Les prestations de maintenance préventive et curative localisées, dans l’objectif d’une durée de vie maximale qui fera l’objet de suivis, sont aussi, quant à elles, beaucoup plus créatrices d’emploi (à dépense égale pour un certain niveau de service) que les travaux de changement complet de matériaux. Peu émettrices de CO2 et peu consommatrices de matériaux, ces activités de maintenance préventive et curative peuvent créer entre 9 500 et 12 500 emplois.

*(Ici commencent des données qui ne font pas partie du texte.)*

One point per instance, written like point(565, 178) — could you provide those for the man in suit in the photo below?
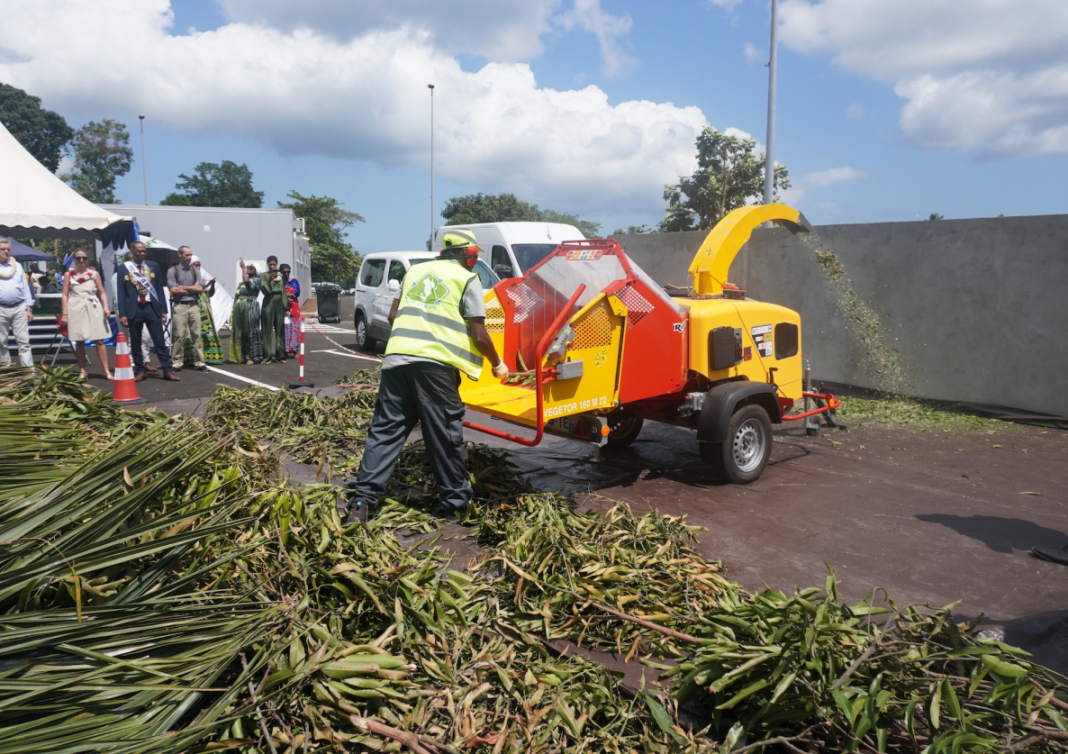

Enfin, les bénéfices pour l'environnement peuvent être considérables. Tout d’abord, il paraît logique que des routes en meilleur état détériorent moins les véhicules, pneumatiques, amortisseurs, pare-brise et autres jantes. Moins de dégâts engendrent moins de réparations et donc une économie de matériaux et de CO2 pour produire les pièces, les transporter...

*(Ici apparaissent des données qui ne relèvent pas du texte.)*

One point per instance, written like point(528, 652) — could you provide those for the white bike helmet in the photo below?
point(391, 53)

Nous nous sommes également intéressés aux impacts environnementaux directs des matériaux mis en œuvre pour la maintenance routière. Quand ils n’atteignent pas la durée de vie modélisée, ils sont gaspillés et donc mal « amortis ». C'est un fait, clair et calculable. La mauvaise réalisation d'une portion de route a un impact écologique majeur : 17 tonnes de CO2 émis et 324 tonnes de matériaux supplémentaires, sans compter les conséquences du retrait du mauvais revêtement, pour une portion de seulement 230 mètres sur 10 de large, selon une étude réalisée par Vectra. À l'inverse une bonne réalisation des travaux double la durée de vie d'une chaussée ! Cela tient au respect des épaisseurs en tous points, à la présence d’une couche d’accrochage et au respect de la formulation de l’enrobé. Des paramètres tels que la portance de la plate-forme, le compactage des enrobés et le collage des couches ont donc une influence majeure sur la durée de vie d'une chaussée et par conséquent, sur la quantité de matériaux employés, les émissions de CO2 et la pollution associées. Une bonne maîtrise des travaux réalisés au moyen des techniques actuelles est donc la solution la plus efficace et la plus solide pour l’environnement. Les innovations techniques n’ont pas apporté la preuve de leur pertinence en ce domaine.

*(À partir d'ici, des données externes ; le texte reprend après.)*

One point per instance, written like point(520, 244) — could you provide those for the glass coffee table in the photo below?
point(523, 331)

Tout en maintenant un niveau de service constant, les bénéfices pour l'environnement s'inscrivent dans plusieurs domaines :
- réduction des émissions de CO2 liée à une réduction de la production, la mise en œuvre puis le retraitement des enrobés chauds
- préservation des ressources naturelles et de la biodiversité par une réduction des quantités de cailloux extraits des carrières pour fabriquer des enrobés
- maîtrise de la pollution par une réduction des émissions liées à l’extraction et au transport des cailloux, à la fabrication et au transport des enrobés, à leur mise en œuvre puis à leur retraitement et entreposage.
Selon nos projections, l'impact sur l'environnement reculerait à partir de 2025, pour atteindre - 30 % en 2030. »
Source :
- Le rapprochement de Vectra, entreprise d’ingénierie routière, et de Qualys (travaux publics, bureaux d’études, ingénierie infrastructures), a donné naissance à Nextroad, mentionné plus haut.